AK Parti Genel Başkan Yardımcısı ve Adana Milletvekili Ömer Çelik, dün akşam ulusal bir kanalda yayınlanan programa katıldı. Çelik, burada İmralı süreci başta olmak üzere siyaset, dış politika ve gündeme ilişkin sıcak konularda partisinin görüşlerini açıkladı.

Çelik, müzakere sürecinde provokasyon ihtimalinin çok yüksek olduğunu ifade ederek, PKK'yı kuran isimler arasında bulunan Sakine Cansız'ın da aralarında bulunduğu 3 kadın PKK'lının Paris'te öldürülmesinin de provokasyon şüphesi olduğu için zincire yeni bir halka eklenebileceğini belirtti. Şu ana kadar müzakere sürecinde her şeyin sağduyulu devam ettiğini işaret eden Çelik, "Güvenlik kuvvetleri ne kadar önlem alırsa alsın esas iş tertip komitesine düşer. Şu ana kadar yapılan açıklamalarda konuya hassasiyet gösterileceği şeklinde. Provokasyon zincirine yeni bir halkaya izin vermeyelim. Kimseye zarar vermeden bu süreci atlatalım, hassasiyet budur" dedi. Bu tip kitlesel olayların bir garantisinin olmadığını, Paris'teki eylemi gerçekleştirenlerin de muhtemelen hayatta olmadığını ileri süren Çelik, "Bu emri verenlerle tetiği çekenler arasında yedi kademe vardır. Olayla birlikte neyin hedeflendiğini, hangi adrese mektup yazıldığını anında gördüler.
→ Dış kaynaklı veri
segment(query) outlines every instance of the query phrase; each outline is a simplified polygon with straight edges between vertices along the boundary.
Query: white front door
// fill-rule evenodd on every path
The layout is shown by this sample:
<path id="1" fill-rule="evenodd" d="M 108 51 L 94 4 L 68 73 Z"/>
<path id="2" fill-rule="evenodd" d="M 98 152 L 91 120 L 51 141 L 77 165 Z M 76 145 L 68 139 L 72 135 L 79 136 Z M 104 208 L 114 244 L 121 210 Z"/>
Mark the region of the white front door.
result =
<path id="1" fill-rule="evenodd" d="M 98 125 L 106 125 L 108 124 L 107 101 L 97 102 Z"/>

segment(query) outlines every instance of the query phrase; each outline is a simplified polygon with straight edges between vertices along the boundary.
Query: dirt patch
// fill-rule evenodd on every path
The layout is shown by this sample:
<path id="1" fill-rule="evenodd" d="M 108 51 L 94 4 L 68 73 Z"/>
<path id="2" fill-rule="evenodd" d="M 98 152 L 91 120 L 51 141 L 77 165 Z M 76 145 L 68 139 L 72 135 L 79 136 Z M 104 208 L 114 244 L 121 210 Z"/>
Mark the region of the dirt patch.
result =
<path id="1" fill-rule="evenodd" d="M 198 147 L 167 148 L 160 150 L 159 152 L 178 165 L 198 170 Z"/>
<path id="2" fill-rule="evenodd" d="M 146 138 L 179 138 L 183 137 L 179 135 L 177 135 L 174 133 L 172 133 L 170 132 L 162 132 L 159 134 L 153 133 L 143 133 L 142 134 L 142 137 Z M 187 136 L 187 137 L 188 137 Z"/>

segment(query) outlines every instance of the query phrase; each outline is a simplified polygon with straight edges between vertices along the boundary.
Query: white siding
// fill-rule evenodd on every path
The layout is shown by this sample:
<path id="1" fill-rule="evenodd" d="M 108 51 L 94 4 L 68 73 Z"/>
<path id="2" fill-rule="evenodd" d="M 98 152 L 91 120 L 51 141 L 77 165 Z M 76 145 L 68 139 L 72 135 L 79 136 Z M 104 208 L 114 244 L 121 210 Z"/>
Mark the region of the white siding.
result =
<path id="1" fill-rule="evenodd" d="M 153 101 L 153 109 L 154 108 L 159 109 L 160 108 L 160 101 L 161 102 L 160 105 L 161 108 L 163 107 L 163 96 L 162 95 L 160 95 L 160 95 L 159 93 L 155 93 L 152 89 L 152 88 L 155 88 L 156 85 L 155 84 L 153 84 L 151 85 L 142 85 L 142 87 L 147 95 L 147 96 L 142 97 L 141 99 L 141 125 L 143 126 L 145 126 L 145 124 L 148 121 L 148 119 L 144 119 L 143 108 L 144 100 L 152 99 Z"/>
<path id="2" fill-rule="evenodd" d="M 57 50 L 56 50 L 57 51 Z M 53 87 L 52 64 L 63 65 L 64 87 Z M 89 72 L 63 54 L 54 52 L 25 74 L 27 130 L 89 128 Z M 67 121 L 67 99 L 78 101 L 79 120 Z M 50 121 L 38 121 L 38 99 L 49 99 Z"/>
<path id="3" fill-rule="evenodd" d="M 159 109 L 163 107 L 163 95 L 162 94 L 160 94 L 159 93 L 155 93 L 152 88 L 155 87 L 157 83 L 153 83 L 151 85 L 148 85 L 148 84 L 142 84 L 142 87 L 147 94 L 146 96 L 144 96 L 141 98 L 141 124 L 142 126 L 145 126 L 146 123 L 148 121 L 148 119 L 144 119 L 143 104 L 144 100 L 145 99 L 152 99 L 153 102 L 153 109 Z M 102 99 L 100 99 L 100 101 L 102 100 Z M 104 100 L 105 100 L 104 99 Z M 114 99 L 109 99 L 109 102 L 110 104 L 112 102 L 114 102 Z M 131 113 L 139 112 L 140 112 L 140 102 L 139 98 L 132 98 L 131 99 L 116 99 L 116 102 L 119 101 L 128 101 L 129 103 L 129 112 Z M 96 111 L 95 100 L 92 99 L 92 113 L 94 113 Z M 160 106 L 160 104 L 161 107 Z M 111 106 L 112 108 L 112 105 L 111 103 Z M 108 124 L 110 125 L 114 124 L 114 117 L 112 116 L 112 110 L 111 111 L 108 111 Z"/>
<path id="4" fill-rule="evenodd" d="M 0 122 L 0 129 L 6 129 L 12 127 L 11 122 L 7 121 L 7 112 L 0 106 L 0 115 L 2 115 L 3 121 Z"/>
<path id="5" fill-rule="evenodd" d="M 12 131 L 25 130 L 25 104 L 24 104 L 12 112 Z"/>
Zıt kutuplardaki kesimler bile eşit bir tepki vererek tebliğ edilen şeyi tebellüğ etmediler. Olayın Fransa'da olması, eylemin gerçekleşme biçimi önümüzde zorlu bir süreç olduğunu gösteriyor. Bu mesele bölgeselleşmiş bir mesele" diye konuştu. Ömer Çelik, Paris gibi 'hassas' ve 'şifreli kapıların' olduğu bir yerde yapılan cinayetin izahının kolay olmadığına dikkat çekerek, olayın hükümetin üzerine yıkılmaya çalışıldığını savundu. Çelik, "Bölgenin ve Türkiye'nin en önemli meselesinde Türkiye araya aracı sokmaksızın irade gösterdi. Türkiye kendi modeli ve cesaretiyle devrededir. Türkiye, İspanya, İrlanda ve Sri Lanka gibi bütün bu modellemelerin dışında kendi iradesiyle, yöntemini üreterek bir süreç ilerletiyor" dedi.

"AMAÇ ÇATIŞMA ÇIKARARAK ÇÖZÜM SÜRECİNİ ENGELLEMEK"

Çelik, bu tip olaylarda olağan şüphelilerden uzak durulması gerektiğine vurgu yaparak, "Bazı siyasilerin çıkıp da komşumuz İran'ı suçlaması, devlet sorumluluğu içerisinde hareket edenlerin devlet ismi zikretmelerini doğru bulmam. Biz hangi adrese çekilmek isteniyoruz? Bizim dikkat etmemiz lazımdır. Bize bu eylemle birlikte ne tebliğ edilmeye çalışıyor? Burada Kürt diasporasına tebliğ edilmeye çalışılan şey bir çatışma çıkarmak, çözüm sürecini engellemek, toplumun genelinde bir hassasiyet göstermek. Burada her türlü radikalizmden uzak durmak gerekir. Türkiye'nin şiddetten arınarak bu sabotajların etkisinde kalınmamasıdır" şeklinde konuştu.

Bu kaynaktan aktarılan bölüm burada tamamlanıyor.